Minha amiga, a Saudade


"Morro de saudades. Que coisa maluca a distância, a memória. Como um filtro, um filtro seletivo, vão ficando apenas as coisas e as pessoas que realmente contam.." 
Caio Fernando Abreu            

           Distância faz nascer a saudade. E saudade dá amnésia. Uma amnésia seletiva. As lembranças ruins começam a se dissolver, até quase desaparecer. E ficam só as boas. Ou então os momentos ruins passam a nem parecer tão ruins assim. E aí a saudade parece que provoca dor.

            Os sentimentos ficam confusos quando estamos com saudade. Ou então na realidade eles são claros na saudade, e confusos na presença. Mas é só com saudade que percebemos quanta coisa fizemos e que não deveria ter sido feita. Quanto tempo foi desperdiçado.

             A saudade aparece na vida da gente de diversas formas. Tem a saudade de quem vai voltar, e como é bom sentir essa saudade. A saudade de quem se foi pra sempre, a ausência definitiva. E a saudade de quem não se foi mas também não está mais conosco. A ausência presente. A presença que está ali, mas de maneira diferente. E essa é a mais estranha das saudades.

            Não há o que fazer com a saudade, quando ela resolve surgir. Só sentir. Sentir até cansar. Até aquela hora em que nos acostumamos tanto com ela que ela deixa de ser um corpo estranho e passa a fazer parte de nós. E ela passa a ser nossa amiga. Como aquela pessoa que, no começo, não gostamos muito, achamos estranha e rude demais. Mas, com o tempo, percebemos que não é tão rude e estranha assim, na realidade é só um alguém assustado por se aproximar de uma pessoa que não a quer por perto. Que só nos machuca porque tentamos expulsá-la o tempo todo.

            Pois então é melhor aceitar a saudade, do jeito que ela vier. Ser boa com ela, para que ela não nos maltrate tanto assim. Um dia ela se torna nossa amiga. Vai sempre estar ali, ao nosso lado, uma confidente de momentos felizes. E vamos rir juntas, lembrando de tudo o que aconteceu e não volta mais. E ela vai nos ensinar a não cometer os mesmos erros. Vai nos mostrar o que não valeu a pena. Vai nos lembrar que na realidade tudo é muito mais simples do que parece.

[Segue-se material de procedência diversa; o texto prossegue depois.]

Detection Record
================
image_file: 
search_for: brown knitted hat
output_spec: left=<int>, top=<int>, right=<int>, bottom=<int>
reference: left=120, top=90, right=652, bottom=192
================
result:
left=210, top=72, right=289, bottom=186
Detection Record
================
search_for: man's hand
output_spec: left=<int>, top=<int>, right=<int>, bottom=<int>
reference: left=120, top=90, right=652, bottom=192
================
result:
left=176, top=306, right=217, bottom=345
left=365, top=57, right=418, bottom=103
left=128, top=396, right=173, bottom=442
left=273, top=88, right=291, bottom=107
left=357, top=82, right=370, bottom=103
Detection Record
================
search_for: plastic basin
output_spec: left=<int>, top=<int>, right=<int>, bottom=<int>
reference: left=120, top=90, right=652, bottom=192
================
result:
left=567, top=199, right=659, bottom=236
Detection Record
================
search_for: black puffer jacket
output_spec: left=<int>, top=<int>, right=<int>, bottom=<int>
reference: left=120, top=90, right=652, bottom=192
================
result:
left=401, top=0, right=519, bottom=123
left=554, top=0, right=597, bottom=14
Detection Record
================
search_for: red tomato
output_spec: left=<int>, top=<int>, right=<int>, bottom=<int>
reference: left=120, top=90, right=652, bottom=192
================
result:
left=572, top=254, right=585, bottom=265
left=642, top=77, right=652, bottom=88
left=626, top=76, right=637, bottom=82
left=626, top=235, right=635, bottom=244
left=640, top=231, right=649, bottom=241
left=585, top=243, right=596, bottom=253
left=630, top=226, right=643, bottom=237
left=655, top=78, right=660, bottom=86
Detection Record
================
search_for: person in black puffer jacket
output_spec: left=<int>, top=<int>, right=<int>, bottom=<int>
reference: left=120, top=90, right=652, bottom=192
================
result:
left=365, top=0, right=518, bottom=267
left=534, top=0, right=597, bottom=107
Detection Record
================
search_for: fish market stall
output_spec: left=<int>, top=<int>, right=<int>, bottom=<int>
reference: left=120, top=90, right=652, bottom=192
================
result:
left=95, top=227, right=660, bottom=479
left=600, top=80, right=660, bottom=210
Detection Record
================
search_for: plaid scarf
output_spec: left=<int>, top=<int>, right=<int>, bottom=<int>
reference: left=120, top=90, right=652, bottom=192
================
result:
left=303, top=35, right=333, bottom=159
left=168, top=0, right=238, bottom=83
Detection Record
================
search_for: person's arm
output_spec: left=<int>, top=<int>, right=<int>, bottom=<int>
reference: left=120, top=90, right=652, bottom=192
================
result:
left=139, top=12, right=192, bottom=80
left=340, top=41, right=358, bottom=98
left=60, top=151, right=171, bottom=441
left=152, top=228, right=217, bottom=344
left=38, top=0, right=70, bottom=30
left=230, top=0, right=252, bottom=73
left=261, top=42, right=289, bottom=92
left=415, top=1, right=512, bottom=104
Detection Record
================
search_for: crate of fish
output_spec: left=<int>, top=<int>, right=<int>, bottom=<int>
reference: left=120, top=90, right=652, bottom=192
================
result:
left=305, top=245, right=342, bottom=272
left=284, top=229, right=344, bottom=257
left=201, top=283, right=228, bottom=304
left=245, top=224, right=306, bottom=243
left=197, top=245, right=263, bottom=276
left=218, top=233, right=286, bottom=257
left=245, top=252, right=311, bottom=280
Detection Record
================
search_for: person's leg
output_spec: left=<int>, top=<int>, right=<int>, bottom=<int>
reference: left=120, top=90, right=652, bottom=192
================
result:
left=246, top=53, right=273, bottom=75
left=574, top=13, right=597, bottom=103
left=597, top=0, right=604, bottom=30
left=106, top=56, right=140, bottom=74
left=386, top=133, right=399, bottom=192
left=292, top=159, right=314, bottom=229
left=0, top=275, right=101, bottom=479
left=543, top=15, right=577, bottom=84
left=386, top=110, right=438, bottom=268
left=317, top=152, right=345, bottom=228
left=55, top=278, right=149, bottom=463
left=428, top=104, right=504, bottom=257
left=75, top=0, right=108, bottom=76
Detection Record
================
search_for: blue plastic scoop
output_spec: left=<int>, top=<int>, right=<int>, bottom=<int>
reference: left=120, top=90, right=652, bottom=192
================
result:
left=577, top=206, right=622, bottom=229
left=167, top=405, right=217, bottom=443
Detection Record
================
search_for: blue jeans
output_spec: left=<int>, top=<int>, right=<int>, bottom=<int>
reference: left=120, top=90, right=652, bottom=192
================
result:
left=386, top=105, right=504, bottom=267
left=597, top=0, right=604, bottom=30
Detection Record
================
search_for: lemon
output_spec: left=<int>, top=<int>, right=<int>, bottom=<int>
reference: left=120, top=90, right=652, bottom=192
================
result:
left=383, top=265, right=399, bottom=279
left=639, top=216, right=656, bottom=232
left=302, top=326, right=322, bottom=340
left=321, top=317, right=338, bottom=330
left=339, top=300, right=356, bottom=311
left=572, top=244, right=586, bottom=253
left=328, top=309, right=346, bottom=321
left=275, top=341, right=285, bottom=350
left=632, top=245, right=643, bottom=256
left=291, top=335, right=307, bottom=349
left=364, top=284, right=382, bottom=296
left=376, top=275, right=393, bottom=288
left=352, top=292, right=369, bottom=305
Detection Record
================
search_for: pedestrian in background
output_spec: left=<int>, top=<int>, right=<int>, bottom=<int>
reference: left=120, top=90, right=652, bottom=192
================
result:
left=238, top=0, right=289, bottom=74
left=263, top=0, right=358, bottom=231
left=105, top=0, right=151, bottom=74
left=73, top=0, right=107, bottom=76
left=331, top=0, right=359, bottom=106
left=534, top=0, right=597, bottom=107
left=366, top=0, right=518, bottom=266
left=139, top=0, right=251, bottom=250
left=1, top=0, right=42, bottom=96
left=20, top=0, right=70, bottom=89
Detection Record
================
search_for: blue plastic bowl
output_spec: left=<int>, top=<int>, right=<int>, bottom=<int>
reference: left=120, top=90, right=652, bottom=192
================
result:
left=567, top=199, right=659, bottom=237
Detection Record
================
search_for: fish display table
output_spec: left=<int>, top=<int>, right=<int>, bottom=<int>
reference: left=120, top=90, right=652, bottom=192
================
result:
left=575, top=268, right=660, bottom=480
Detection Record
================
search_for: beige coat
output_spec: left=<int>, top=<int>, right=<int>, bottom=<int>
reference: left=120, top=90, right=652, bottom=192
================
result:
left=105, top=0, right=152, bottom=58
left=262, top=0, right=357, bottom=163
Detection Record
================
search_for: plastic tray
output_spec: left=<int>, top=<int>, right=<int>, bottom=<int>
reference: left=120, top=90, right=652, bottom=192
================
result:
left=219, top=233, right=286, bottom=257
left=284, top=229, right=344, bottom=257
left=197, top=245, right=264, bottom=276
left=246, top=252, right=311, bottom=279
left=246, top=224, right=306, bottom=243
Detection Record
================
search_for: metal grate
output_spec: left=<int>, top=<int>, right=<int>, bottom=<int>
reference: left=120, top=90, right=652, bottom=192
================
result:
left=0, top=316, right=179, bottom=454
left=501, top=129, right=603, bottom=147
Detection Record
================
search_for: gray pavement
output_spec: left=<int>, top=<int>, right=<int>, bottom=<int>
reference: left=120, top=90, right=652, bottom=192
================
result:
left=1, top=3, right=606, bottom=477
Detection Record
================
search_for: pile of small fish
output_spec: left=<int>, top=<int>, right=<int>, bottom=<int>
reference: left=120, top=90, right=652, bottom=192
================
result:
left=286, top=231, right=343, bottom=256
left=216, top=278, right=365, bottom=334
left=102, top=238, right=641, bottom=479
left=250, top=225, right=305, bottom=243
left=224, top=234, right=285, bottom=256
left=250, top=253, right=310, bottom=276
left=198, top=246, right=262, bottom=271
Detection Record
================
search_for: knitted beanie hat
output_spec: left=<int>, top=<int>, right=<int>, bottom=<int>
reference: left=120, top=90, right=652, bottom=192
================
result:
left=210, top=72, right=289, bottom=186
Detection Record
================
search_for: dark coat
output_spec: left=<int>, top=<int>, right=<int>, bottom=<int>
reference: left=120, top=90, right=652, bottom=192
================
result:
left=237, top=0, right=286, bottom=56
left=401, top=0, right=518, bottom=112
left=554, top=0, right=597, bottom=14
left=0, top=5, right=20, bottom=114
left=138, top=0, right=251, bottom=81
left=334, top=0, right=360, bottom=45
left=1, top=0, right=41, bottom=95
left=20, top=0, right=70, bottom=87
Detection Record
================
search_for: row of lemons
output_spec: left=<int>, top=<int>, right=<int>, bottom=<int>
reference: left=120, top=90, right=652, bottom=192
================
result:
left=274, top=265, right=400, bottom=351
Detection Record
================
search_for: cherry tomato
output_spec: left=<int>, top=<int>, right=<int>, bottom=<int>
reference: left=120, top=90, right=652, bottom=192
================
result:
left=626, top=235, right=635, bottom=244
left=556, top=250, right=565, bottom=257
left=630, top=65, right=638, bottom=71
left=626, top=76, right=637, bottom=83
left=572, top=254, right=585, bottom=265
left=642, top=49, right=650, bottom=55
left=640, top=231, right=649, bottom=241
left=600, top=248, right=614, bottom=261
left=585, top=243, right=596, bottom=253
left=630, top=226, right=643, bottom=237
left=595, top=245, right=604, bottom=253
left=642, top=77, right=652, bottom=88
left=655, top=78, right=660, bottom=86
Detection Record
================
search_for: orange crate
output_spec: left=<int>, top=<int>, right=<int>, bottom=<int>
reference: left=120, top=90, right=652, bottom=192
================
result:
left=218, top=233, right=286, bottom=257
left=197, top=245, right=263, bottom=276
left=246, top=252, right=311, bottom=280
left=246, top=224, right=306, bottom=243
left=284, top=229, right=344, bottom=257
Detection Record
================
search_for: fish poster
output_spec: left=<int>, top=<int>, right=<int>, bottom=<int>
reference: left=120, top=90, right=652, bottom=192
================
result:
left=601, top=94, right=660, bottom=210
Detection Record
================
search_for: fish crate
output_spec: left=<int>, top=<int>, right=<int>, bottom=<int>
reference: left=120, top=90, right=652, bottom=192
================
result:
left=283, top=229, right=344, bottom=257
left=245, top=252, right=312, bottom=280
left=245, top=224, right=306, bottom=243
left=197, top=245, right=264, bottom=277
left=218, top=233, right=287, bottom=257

Vai nos explicar que está ali conosco porque ela só se aproxima das pessoas que têm coragem de sentir plenamente. Que ainda que ela se vista de negro hoje, todo luto é  temporário. Um dia ela torna a vestir branco, vermelho, azul, amarelo….

            Sim, melhor ficar amiga da saudade. Vou fazer isso. Espero que assim ela passe a me machucar menos.